The signatories argue that asymmetrical network speeds are what consumers are buying and using now and are projected to continue to use in the future.
“[W]e ensure the most consumers are served the most quickly if we match consumer usage with government policy,” the letter states.
The letter also argues that providing government funding to a competitor could mean the end to WISP community-based businesses.
“Good public policy encourages innovation [and] competition and protects your constituents,” the letter about the WISP speed target argues. “It supports small businesses, many in rural areas where job creation and economic development are desperately needed.”
Republicans and Democrats have agreed to allocate $65 billion toward broadband in the infrastructure investment legislation they are drafting. But details remain to be resolved.
Some proposals have called for target speeds as high as 1 Gbps symmetrical. Advocates argue that a 1 Gbps symmetrical fiber network would be the most future-proof and would not require an update for a long time.
While some WISPs claim to support gigabit speeds downstream, at least in some areas, upstream speeds are more limited, based on technology currently available today. Fixed wireless equipment supporting 100 Mbps asymmetrical speeds is available from multiple manufacturers, however, and represents a substantial improvement over the speeds that WISPs traditionally have been able to deploy.
According to the WISPs’ letter, WISPs now serve more than 7 million customers nationwide.
6 thoughts on “WISPs Warn Congress Against 100 Mbps Symmetrical Speed Target”
Of course this group will argue that rural Americans should once again take a back seat and that lower tier speeds are “good enough”. This is the EXACT reason that WISPs should not be allowed to continue to steal money by illegally bidding into areas where there is a fiber solution ready to deploy.
Sorry WISP’s. Upgrade your technology, and if you are unable to do that, you have become obsolete. Even 100/100 is a joke. It should be a minimum 200/200 with an aim of 1000/1000 FTTP.
They claim many people have Asymmetrical service, but it’s only because symmetrical service is not offered. You think I like my 1000/35 Cable connection? Nope. I need more upstream.. A lot more.
A WISP should be an absolute last resort. My goal is always a physical connection. Build it once, build it right.
The rural population of this country will not be served very well by any of the current providers. If we absolutely cant get fiber or cable lets hope that a service like Starlink can live up to the hype and provide great service.

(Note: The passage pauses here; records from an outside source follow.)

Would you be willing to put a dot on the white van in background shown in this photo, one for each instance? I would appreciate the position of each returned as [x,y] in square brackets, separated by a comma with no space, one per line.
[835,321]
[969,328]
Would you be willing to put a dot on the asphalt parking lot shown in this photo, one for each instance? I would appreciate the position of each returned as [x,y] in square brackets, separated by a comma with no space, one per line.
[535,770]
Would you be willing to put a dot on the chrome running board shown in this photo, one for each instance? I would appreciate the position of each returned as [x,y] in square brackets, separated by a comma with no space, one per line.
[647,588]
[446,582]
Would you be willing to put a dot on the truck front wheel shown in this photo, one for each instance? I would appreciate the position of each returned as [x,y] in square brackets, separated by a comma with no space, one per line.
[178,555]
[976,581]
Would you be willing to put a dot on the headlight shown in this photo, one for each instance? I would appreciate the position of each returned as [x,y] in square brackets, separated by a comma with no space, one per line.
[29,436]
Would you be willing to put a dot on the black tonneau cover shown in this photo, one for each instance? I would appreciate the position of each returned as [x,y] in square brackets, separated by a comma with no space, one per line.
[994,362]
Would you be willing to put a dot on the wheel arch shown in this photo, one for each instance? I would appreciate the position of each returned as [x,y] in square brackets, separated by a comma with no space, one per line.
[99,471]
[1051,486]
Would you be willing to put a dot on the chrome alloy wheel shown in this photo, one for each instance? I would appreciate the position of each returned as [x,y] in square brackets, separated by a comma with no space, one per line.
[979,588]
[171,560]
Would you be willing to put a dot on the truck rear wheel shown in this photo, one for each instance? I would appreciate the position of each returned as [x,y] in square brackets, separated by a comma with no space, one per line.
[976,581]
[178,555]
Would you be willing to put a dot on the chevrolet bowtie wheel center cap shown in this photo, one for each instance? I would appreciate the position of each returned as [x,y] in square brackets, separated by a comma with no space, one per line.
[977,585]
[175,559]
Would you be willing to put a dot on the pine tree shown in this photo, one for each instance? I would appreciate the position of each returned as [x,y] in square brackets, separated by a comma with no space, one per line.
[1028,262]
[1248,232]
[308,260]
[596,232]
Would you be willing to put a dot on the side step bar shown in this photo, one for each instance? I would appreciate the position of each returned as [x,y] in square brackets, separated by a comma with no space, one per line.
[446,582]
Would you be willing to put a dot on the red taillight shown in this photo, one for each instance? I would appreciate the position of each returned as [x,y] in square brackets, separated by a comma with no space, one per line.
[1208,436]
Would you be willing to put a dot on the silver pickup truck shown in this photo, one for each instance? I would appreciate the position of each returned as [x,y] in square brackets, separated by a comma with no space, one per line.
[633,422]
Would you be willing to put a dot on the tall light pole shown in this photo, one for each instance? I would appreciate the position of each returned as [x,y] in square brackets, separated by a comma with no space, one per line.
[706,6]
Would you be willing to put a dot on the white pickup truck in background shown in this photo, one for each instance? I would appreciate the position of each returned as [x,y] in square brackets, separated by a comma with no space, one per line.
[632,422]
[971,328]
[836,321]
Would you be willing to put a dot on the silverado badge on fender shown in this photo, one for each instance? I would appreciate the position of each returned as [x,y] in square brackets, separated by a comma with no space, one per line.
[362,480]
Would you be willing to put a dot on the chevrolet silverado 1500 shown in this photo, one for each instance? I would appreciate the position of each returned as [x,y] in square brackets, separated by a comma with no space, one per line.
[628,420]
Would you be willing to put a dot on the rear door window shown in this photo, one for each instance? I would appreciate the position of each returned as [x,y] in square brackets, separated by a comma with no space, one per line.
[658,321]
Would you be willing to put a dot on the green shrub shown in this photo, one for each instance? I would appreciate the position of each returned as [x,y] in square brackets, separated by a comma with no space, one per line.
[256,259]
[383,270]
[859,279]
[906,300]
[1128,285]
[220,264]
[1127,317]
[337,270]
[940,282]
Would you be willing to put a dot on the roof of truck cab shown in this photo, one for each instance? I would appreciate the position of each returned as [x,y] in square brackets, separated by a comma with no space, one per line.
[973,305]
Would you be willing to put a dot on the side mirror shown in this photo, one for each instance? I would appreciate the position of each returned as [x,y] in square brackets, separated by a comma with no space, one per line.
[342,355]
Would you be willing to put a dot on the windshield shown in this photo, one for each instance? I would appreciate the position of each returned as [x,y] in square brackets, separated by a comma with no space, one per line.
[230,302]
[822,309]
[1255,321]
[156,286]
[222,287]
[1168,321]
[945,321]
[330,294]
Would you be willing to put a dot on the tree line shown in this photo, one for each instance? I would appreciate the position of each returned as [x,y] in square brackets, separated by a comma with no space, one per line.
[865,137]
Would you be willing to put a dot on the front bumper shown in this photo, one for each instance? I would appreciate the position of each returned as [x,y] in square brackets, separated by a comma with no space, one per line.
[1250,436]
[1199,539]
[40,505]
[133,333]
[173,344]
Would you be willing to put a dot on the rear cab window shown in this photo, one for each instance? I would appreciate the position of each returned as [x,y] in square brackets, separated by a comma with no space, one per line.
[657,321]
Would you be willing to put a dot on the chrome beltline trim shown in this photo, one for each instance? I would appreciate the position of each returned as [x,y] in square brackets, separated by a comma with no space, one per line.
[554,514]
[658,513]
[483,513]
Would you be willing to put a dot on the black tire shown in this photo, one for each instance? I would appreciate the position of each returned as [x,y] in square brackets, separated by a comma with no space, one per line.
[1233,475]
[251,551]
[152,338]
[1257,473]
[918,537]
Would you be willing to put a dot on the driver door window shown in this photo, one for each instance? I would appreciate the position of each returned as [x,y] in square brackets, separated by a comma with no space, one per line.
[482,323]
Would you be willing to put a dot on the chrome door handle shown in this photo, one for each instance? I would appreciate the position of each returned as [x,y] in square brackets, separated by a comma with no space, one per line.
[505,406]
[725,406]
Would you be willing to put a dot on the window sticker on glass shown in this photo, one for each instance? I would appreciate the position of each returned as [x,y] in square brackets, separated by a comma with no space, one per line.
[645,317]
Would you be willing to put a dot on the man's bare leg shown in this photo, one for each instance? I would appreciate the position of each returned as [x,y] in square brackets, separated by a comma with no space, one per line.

We don’t need the federal government funding fiber “bridges to nowhere” just because someone in Washington thinks they know what the rural marketplace needs for bandwidth. Nor do we need them to subsidize the high cost of fat cat fiber providers to over build their networks when much more economical wireless technologies exist that match real consumer demand …… as the letter states …. matching public policy with real consumer demand is the most prudent for all
The government should make cable broadband prices way cheaper and force them to drop the data cap for good. I had Comcast 1,200/40 for $115 a month then they wanted to jack my monthly bill to $260 a month. The only other viable option for broadband for me is T-Mobile home internet unlimited data usage for $50 a month with auto pay and I am forced to switch to it because I can’t afford Comcast anymore. I’ve been with Comcast since there fastest speed was 1.5M/128k at the time I signed up.